Friday, March 4, 2011

Don't Procrastinate

Yesterday was the 2nd part of my restday! The day before that, me, mom and my hubby went to SM Northd Edsa because I would need to treat them for lunch as my sister directed. My sister gave me P3,000 as a birthday gift. I couldn't believe my eyes when I saw her text message. So we hurriedly went to SM and headed for Landmark as well. Mom will buy me a blouse in exchange for the blouse she borrowed from me. She doesn't want to give it back to me anymore since she already made some alterations on it. I saw a nice blouse and we purchased two identical design but with different colors.I also purchased a nice white sandals which perfectly suit my white shorts. I love it!

We went to Waltermart last night. The first part of the day was spent in front of the tv while watching TLC. We went to Munoz to do our weekly shopping.
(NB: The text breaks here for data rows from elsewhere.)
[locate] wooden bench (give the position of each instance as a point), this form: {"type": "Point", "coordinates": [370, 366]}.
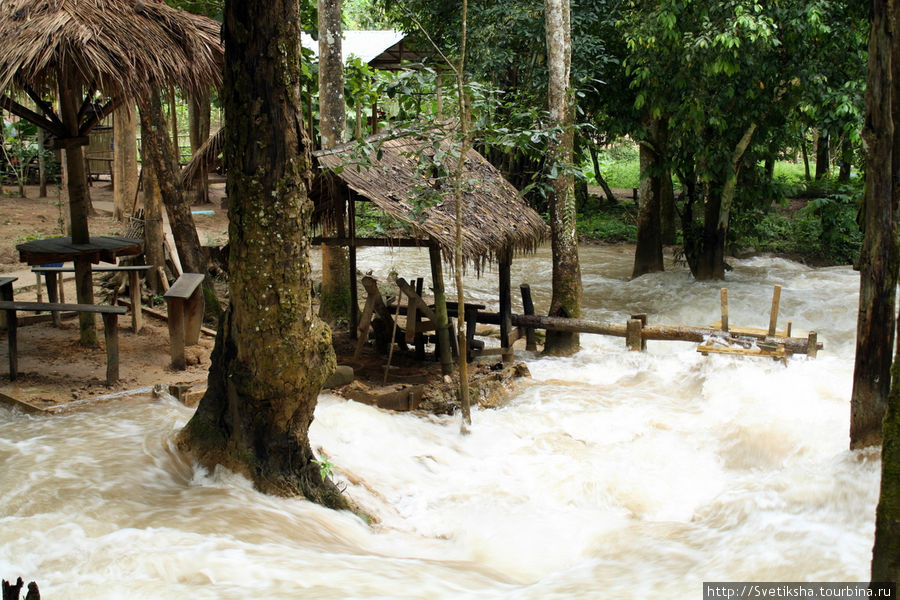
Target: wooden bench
{"type": "Point", "coordinates": [6, 294]}
{"type": "Point", "coordinates": [110, 316]}
{"type": "Point", "coordinates": [51, 277]}
{"type": "Point", "coordinates": [184, 303]}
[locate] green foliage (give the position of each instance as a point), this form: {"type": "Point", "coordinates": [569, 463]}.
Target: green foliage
{"type": "Point", "coordinates": [326, 467]}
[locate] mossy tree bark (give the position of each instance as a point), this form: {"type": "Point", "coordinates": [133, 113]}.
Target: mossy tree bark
{"type": "Point", "coordinates": [198, 126]}
{"type": "Point", "coordinates": [272, 353]}
{"type": "Point", "coordinates": [567, 288]}
{"type": "Point", "coordinates": [334, 301]}
{"type": "Point", "coordinates": [648, 252]}
{"type": "Point", "coordinates": [878, 255]}
{"type": "Point", "coordinates": [886, 551]}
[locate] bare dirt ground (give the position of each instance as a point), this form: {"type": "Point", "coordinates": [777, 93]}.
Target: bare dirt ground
{"type": "Point", "coordinates": [57, 373]}
{"type": "Point", "coordinates": [54, 369]}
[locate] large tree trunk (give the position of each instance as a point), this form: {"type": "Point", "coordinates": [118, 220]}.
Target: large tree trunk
{"type": "Point", "coordinates": [125, 173]}
{"type": "Point", "coordinates": [79, 204]}
{"type": "Point", "coordinates": [272, 353]}
{"type": "Point", "coordinates": [198, 126]}
{"type": "Point", "coordinates": [567, 290]}
{"type": "Point", "coordinates": [648, 253]}
{"type": "Point", "coordinates": [886, 551]}
{"type": "Point", "coordinates": [159, 151]}
{"type": "Point", "coordinates": [154, 248]}
{"type": "Point", "coordinates": [334, 301]}
{"type": "Point", "coordinates": [878, 255]}
{"type": "Point", "coordinates": [823, 155]}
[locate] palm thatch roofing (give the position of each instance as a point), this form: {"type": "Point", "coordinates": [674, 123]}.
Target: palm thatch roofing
{"type": "Point", "coordinates": [121, 48]}
{"type": "Point", "coordinates": [406, 176]}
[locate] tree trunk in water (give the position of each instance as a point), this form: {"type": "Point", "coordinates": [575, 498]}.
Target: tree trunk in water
{"type": "Point", "coordinates": [823, 151]}
{"type": "Point", "coordinates": [648, 253]}
{"type": "Point", "coordinates": [886, 551]}
{"type": "Point", "coordinates": [334, 301]}
{"type": "Point", "coordinates": [567, 289]}
{"type": "Point", "coordinates": [599, 176]}
{"type": "Point", "coordinates": [272, 353]}
{"type": "Point", "coordinates": [178, 207]}
{"type": "Point", "coordinates": [878, 255]}
{"type": "Point", "coordinates": [79, 206]}
{"type": "Point", "coordinates": [153, 230]}
{"type": "Point", "coordinates": [198, 125]}
{"type": "Point", "coordinates": [805, 154]}
{"type": "Point", "coordinates": [125, 173]}
{"type": "Point", "coordinates": [846, 160]}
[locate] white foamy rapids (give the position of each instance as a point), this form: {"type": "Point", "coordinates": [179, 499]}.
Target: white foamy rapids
{"type": "Point", "coordinates": [612, 474]}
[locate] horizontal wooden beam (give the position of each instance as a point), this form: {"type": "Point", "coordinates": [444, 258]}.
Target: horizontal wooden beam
{"type": "Point", "coordinates": [374, 242]}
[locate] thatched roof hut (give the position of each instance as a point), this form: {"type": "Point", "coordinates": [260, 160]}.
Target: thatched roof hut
{"type": "Point", "coordinates": [398, 176]}
{"type": "Point", "coordinates": [122, 48]}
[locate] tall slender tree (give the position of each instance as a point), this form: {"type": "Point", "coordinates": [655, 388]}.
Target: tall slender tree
{"type": "Point", "coordinates": [567, 288]}
{"type": "Point", "coordinates": [334, 302]}
{"type": "Point", "coordinates": [272, 353]}
{"type": "Point", "coordinates": [879, 254]}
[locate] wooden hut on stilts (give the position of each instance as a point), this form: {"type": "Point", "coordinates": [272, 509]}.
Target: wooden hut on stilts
{"type": "Point", "coordinates": [405, 176]}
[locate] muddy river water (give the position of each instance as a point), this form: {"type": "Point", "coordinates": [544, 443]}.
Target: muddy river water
{"type": "Point", "coordinates": [611, 474]}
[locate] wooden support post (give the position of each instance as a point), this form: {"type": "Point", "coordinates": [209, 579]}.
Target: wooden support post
{"type": "Point", "coordinates": [6, 294]}
{"type": "Point", "coordinates": [134, 291]}
{"type": "Point", "coordinates": [773, 315]}
{"type": "Point", "coordinates": [12, 343]}
{"type": "Point", "coordinates": [724, 296]}
{"type": "Point", "coordinates": [633, 334]}
{"type": "Point", "coordinates": [528, 309]}
{"type": "Point", "coordinates": [642, 317]}
{"type": "Point", "coordinates": [441, 322]}
{"type": "Point", "coordinates": [52, 294]}
{"type": "Point", "coordinates": [175, 313]}
{"type": "Point", "coordinates": [505, 306]}
{"type": "Point", "coordinates": [111, 333]}
{"type": "Point", "coordinates": [812, 345]}
{"type": "Point", "coordinates": [351, 255]}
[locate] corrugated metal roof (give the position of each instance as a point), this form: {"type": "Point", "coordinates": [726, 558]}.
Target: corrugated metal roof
{"type": "Point", "coordinates": [378, 48]}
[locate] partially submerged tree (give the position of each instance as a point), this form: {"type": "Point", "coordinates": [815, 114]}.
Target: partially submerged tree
{"type": "Point", "coordinates": [272, 353]}
{"type": "Point", "coordinates": [97, 54]}
{"type": "Point", "coordinates": [567, 290]}
{"type": "Point", "coordinates": [334, 299]}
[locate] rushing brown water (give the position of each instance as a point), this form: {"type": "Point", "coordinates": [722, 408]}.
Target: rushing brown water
{"type": "Point", "coordinates": [611, 475]}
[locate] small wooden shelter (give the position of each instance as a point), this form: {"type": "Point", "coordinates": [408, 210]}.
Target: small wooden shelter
{"type": "Point", "coordinates": [404, 175]}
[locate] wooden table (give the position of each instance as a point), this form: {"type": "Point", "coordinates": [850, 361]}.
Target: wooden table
{"type": "Point", "coordinates": [101, 248]}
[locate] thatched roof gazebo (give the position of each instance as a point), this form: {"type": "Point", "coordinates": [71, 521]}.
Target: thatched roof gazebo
{"type": "Point", "coordinates": [96, 55]}
{"type": "Point", "coordinates": [400, 175]}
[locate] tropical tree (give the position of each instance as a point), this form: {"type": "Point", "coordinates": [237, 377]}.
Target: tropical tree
{"type": "Point", "coordinates": [722, 76]}
{"type": "Point", "coordinates": [567, 290]}
{"type": "Point", "coordinates": [272, 353]}
{"type": "Point", "coordinates": [882, 135]}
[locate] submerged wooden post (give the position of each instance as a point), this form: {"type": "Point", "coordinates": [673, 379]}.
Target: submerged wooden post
{"type": "Point", "coordinates": [440, 309]}
{"type": "Point", "coordinates": [528, 309]}
{"type": "Point", "coordinates": [633, 334]}
{"type": "Point", "coordinates": [724, 297]}
{"type": "Point", "coordinates": [773, 316]}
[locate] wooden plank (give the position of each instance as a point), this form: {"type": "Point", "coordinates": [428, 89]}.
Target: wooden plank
{"type": "Point", "coordinates": [778, 353]}
{"type": "Point", "coordinates": [39, 306]}
{"type": "Point", "coordinates": [111, 334]}
{"type": "Point", "coordinates": [98, 269]}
Nothing much happened...but I've realized something very important that day... That I need to do the things I plan, without any excuses. My life will go nowhere if I would not do what I have planned. I need to DO everything I intend to do NOW. I need not procrastinate anymore because the more I postpone a certain task, the greater the chance I won't be able to do it at all. I hope and pray I would be able to succeed in this life and I pray that God would be bless on how I live it. Amen..

Thursday, March 3, 2011

I Hate My Attitude

I promised myself to religiously post how my day went on this blog and that promise again went to trash. I hate myself because no plan of mine ever materialize especially when it comes to my finances and to my blogging career. It's been almost one month since I last posted something in here and I want to cry. Waaah! How can I be able to force myself to stick with what I planned to do. So many things are running into my mind that this simple task of updating my blogs is such a pain in the ass. I pray that I would be able to have a clear mind on what I really want to do instead of going with the flow of my life. I need to have a GOAL... and I need to do everything to attain that goal. I want motivation. I guess I lack that. Lord lead me to the right path. Amen.